Summary: the individual capacitors need dampening; for 100uF caps, the solder and PCB foil may suffice (10milliOhm, if L = 10nH); for 1uF, use 0.1 ohm; for 10nF, use 1 ohm, etc.
Here with 4 capacitors, 100U/1U/10n/100p and 10nH ESL, the peaking depends on the losses in each cap {I consider sqrt(L/C) a good start; thus 10nH and 10pF needs 3.1 ohms, which I have not used here; however, 10nH and 100uF need 10 milliohm, which is illustrated in the 3rd screenshot.}
Lets examine this response, with 1 microOhm ESR in each cap.
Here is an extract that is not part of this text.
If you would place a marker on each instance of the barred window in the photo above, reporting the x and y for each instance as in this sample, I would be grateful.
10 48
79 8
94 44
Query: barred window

Notice the lowest dip is to -120dB. Zsource is only 50 Ohms.
Now this response, with 1 milliohm ESR in each cap. Zsource is 50 Ohms.
And now 10 milliohm ESR for each cap, Zsource is 50 Ohms.
And with 10milliOhm in each cap, with the Zsource now 1uH + 50 ohms
Here is (requested) SCE sim [available at robustcircuitdesign.com for free] with 4 identical 1UF caps, each with 10nH ESL and 10milliOhms. There are NO PEAKS, because the 10milliOhm dampens those peaks. [or is the Zsource, of 50 ohms and 1uH, what dampens??]
In prior sim, there was no peaking. So I insert 3 inductors between the 4 caps. Now a sim of those 4 caps + 3 inductors (PCB foil, 10nH each). Notice the peaking returns (the ESR is only 1 ONE milliohm, to show peaking), at -20dB.